What we want to stress here is that all collections – whether they are ethnographic or natural, artistic or cultural – are comprised of things that have been collected. By being rendered collectable, each specimen or artefact has been produced as an object indexing a scientific will to knowledge. This will to knowledge is epistemological as much as it is institutional: it is a form of normalised violence that must be accounted for within the contemporary practice that seeks to both decolonise and ecologise the museum – two moves that we consider as entirely necessary.1 In these fantastic inheritances called natural history collections, is it possible to denaturalise the act of “collecting” to renegotiate the co-production of knowledge – past, present, and future? In order to enable this to occur, it is necessary first to decipher the contemporary necroaesthetic strategies, which perpetuate the naturalised fiction of specimen collections.

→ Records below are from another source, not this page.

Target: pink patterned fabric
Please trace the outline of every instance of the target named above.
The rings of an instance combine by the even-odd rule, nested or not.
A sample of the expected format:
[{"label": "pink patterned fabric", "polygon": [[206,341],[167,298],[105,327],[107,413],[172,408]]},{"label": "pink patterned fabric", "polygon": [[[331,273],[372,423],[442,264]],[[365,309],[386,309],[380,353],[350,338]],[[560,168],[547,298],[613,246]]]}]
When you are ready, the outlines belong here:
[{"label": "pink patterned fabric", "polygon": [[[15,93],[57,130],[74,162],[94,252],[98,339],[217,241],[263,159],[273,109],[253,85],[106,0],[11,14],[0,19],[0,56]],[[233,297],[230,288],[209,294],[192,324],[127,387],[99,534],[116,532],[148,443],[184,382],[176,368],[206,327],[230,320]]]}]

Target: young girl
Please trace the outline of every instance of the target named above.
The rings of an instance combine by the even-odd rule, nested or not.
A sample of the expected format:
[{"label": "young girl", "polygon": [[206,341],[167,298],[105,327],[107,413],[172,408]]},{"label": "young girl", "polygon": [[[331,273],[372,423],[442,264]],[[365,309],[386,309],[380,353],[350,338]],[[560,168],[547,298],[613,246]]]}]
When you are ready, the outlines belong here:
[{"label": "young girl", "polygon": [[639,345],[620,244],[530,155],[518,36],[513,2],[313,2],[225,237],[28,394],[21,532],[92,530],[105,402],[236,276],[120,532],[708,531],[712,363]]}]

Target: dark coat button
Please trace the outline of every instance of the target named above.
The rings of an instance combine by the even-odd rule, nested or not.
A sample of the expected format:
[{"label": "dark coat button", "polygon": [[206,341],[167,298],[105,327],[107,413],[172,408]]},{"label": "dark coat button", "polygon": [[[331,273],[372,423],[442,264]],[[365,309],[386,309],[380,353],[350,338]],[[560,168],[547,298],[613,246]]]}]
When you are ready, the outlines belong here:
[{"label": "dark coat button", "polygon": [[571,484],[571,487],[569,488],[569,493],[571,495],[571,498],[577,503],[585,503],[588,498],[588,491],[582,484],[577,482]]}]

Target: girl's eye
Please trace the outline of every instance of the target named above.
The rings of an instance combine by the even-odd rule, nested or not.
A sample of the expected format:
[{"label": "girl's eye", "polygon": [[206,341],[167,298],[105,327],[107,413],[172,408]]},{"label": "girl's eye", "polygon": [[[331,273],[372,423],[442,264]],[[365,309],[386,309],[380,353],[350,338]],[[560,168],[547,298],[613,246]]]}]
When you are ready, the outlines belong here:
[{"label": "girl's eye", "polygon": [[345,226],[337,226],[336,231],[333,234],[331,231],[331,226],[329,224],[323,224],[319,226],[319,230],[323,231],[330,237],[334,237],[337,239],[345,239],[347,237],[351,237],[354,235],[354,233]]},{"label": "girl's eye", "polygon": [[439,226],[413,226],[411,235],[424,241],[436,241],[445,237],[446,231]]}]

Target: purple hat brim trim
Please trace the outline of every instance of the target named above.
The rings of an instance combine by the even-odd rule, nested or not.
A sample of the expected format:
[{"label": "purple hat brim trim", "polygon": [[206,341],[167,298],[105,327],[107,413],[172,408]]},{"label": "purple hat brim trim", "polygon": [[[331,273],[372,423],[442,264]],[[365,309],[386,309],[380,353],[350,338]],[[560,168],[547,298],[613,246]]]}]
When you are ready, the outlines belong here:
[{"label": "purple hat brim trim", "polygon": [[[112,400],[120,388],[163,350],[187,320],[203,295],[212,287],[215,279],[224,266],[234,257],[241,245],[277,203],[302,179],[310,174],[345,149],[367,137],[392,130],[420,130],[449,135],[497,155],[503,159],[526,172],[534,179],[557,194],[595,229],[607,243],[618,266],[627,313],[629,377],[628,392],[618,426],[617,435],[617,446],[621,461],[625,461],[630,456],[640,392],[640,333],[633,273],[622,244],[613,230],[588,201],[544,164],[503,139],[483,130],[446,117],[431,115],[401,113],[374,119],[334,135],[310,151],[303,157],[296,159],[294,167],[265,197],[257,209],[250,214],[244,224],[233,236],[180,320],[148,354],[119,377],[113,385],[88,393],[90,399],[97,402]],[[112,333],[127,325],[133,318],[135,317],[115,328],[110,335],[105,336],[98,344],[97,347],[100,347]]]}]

In the Oxford Natural History Museum, we recently encountered an elegantly stuffed deer placed near the entrance of the main exhibition hall. A sign beside this formidable specimen invited visitors to pet the fur of this now inanimate object. Many viewers seemed indeed to have great fun doing this. “Exhibition was a practice to produce permanence, to arrest decay”, writes Donna Haraway in her essay on museum taxidermy (1989, p. 55). Focusing on the late nineteenth-century genesis of the American Museum of Natural History, Haraway unpacks how the naturalisation of certain civil hierarchies (i.e. human exceptionalism and patriarchy) underlies the presentation of organic hierarchies constructed by means of inanimate taxidermy. “The animal is frozen in a moment of supreme life, and man is transfixed. No merely living organism could accomplish this act. [...] This is a spiritual vision made possible only by their death and literal re-presentation. Only then could the essence of life be present. Only then could the hygiene of nature cure the sick vision of civilized man. Taxidermy fulfills the fatal desire to represent, to be whole; it is a politics of reproduction” (Haraway 1989, p. 30). To this day, natural history dioramas tend to compose three-dimensional tableaus of wild nature, while anthropogenic visions of urbanisation, deforestation, mining, extinction, or pollution remain an absolute exception. So what could possibly be the point of an invitation to tenderly caress a stuffed deer – a specimen so dead that it is not even indifferent to our touch – other than to naturalise the obvious, disturbing sense of death signalled by the eerie stillness of these once live creatures? While standing in a hall filled with dead creatures made to look animate or frozen in space-time, an invitation to pet the collection surely encourages visitors to suspend disbelief, in favour of the wish-image that this collection is somehow, against all empirical evidence, natural.